Aslı Odman: İş cinayetleri buz dağının görünen yüzü

İSİG verilerine göre geçtiğimiz yıl 2 bin işçi çalışırken hayatını kaybetti. İSİG Meclisi’nden Aslı Odman, İSİG'in verileri hakkında; "Bu buz dağının bizim görebildiğimiz yüzü" dedi.

Google Haberlere Abone ol

DUVAR - İşçi Sağlığı ve İş Güvenliği Meclisi’nin (İSİG) verilerine göre, 28 Aralık itibariyle, 2017'de 2 bin işçi çalışırken hayatını kaybetti. Geçtiğimiz yıl bu sayı senenin sonunda bin 970 olarak açıklanmıştı. OHAL ile geçen bir senenin iş cinayetlerindeki artışa etkisi yüzde 10 oldu. İSİG Meclisi’nden Aslı Odman 2017’de iş cinayetlerini anlatırken bu veriler için “Türkiye’nin utanç rekoru” ifadelerini kullandı ve ekledi: “Bu buz dağının bizim görebildiğimiz yüzü.”

Odman, Bianet'ten Tansu Pişkin'in sorularını yanıtladı...

 2016’da neydi, 2017’de ne oldu?

“İSİG Meclisi'nin aylık raporları, senelik hesaplarımız, adalet arayan işçi ailelerinin çıkardığı almanak da dahil olmak üzere hepsi buz dağının görünen yüzünü kayıt altına alabiliyor. 2016'da bin 970 işçi ölmüştü. Bugün (28 Aralık) itibariyle 2 bin işçi hayatını kaybetti.

“Dünya Sağlık Örgütü'nün oranlarını kabul edersek bunun altı misli işi meslek hastalıklarından öldü. İşyeri intiharları Türkiye'de tescil edilmiyor. Meslek hastalıkları gibi intiharların da ardında yaşananlar kanıtlanamadığı için iş yeri intiharları iş cinayeti olarak görülemiyor. OHAL sonrası somut bir şekilde kişinin elinden işinin alınması sonucu gerçekleşen intiharları sayabiliyoruz ama onun dışında kalanlar belgelenemiyor.

'İŞİ REDDETME HAKKINI KULLANMAK İMKANSIZ HALE GELDİ'

Odman, iş cinayetleri ve işçi haklarıyla ilgili de şöyle konuştu: “OHAL işçinin hakkını savunmasını gittikçe imkansız hale getiren hukuki ve sosyal bir sistem yarattı. Nasıl politik düzlemde otoriterleşme artıyorsa işyeri zemininde de buradan alınan hakla otoriterleşme artıyor.

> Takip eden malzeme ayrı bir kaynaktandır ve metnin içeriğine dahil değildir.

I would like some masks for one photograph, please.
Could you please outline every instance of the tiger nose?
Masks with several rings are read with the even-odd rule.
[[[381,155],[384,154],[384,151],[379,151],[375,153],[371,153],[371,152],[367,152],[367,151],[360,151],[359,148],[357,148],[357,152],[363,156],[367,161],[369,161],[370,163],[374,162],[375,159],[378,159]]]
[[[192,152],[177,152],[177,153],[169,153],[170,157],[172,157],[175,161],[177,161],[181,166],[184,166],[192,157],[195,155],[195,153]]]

Bu da işçilerin bedeninde ve psikolojisinde çok daha büyük baskılara neden oluyor.

Bu sene iş cinayetlerinin artmasının en büyük nedeni de işçilerin canlarını korumak için ufak bir söz söylemesi ya da iş kanunundan gelen tehlikeli işi reddetme hakkını kullanmasının artık imkansız hale gelmiş olması. Zaten Türkiye'nin verili şartlarında çok zordu. Bunun üzerine meşrulaştırılmış otoriter rejim gelince ve devlet bir bütün olarak şirket gibi davranınca insanlar 'verimlisin ya da yoksun' seçeneğiyle karşı karşıya bırakılıyor."

'OHAL İŞÇİNİN DE SESİNİ KESİYOR'

"İş cinayetlerindeki yüzde 10 artışın en çok örgütlü, daha güvenceli çalışan, erkek sanayi işçilerinde olduğunu görüyoruz. Ama bu diğerleri ölmüyor demek değil aksine bizim ulaşabildiğimiz ve güvenceli çalışan kısımda bile bu denli artış varsa diğer kısımlarda çok daha fazla kişi hayatını kaybediyor anlamına geliyor. OHAL sadece sokakta yürümemeyi getirmiyor aynı zamanda işyerinde 'ben bu tehlikeli işte çalışmayacağım' diyen işçinin de sesini kesiyor."

'KHK İLE İŞ KANUNU ASKIYA ALINDI'

“KHK ile iş kanunu askıya alındı ve arabuluculuk sistemi getirildi. Bu da işçilerin iş kanunundan doğan haklarını kullanamıyor olmaları demek. Her yerde KHK kisvesi altında işçiyi ölüme götüren, işverenin gücünü arttıran eylemler yapılıyor.

Sosyal haklar ve çevre dikkate alınmadan hem daha fazla işletme kuruluyor hem de var olan işletmelerde işçiler çok daha rahat çalıştırılabiliyor. Her ne kadar iş cinayetlerinde buz dağının ucunu belgeleyebilsek bile bizim ulaşabildiğimiz rakamlar bile artıyor."